November 08, 2002|Greg Krikorian | Times Staff Writer

Federal authorities have indicted more than 130 people linked to a Mexican drug cartel that allegedly supplied hundreds of pounds of cocaine each year to California, Alaska and other locations around the nation, officials said Thursday.

The charges stem from a nearly two-year-long investigation that involved grand jury indictments in three cities and scores of law enforcement officers coordinating their efforts.

In Alaska, 44 defendants were charged. Officials there described the effort as the largest drug trafficking case in state history. Twenty-five of those suspects were arrested Thursday in Anchorage and New York, according to U.S. Atty. Timothy Burgess in Alaska.

Charges against 16 people were filed in Los Angeles, but authorities said those defendants were some of the most significant players in the drug cartel. Agents from the FBI and Drug Enforcement Administration seized about 200 kilograms -- more than 400 pounds -- of cocaine in L.A., about two-thirds of the amount taken nationwide and worth more than $3 million. Also seized, authorities said, was $500,000 in cash, also about a third of the amount taken nationwide.

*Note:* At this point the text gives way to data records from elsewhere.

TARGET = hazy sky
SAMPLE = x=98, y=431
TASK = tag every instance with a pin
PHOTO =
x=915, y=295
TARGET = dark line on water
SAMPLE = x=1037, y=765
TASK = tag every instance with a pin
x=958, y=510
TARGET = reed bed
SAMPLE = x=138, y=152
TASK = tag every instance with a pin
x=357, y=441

Michele Leonhart, special agent in charge of the DEA office in Los Angeles, said the investigation revealed "the significant role Los Angeles plays in international, national and local cocaine trafficking."

"It's exceptionally rare when you find a case where you can track drugs being imported from Mexico to wholesalers in Los Angeles, then to middle men and finally to street dealers throughout the country," said Steven Novak, a supervisory special agent for the FBI.

The multi-state investigation began as several smaller probes that converged. In Los Angeles, for example, three separate investigations involving federal, state and local authorities were merged with the Anchorage case, dubbed "Operation Arctic Heat." Similarly, in Kansas City, Mo., where 38 people were charged, agents had begun their own investigation after determining that suspects there received cocaine from people already under investigation in L.A.

The majority of arrests began in mid-October, authorities said, when agents learned that one of their primary suspects was leaving L.A. for Mexico.

Elba Portillo was arrested at her house in Hacienda Heights on Oct. 14, according to the FBI, and has been charged with helping to arrange the transport of 14 kilograms of cocaine from Mexico. The van with that shipment was stopped June 20 at the border in El Paso, authorities said.

Investigators then moved to round up associates who might flee. The first to be arrested, according to the FBI, were Yolanda Velazquez, her son Michael Arce and her nephew Freddy Velazquez. The three were taken into custody Oct. 30 when investigators learned they were prepared to flee to Arizona or Mexico, the FBI said. At Yolanda Velazquez's home in Downey, authorities say, sheriff's deputies found a kilogram of cocaine and a handgun.

Another kilogram of cocaine, authorities say, was found in her nephew's car.

Also named in the Los Angeles complaint and now considered a fugitive is Francisco "Pancho" Aviles, alleged to be a drug lord in Ciudad Juarez, Mexico.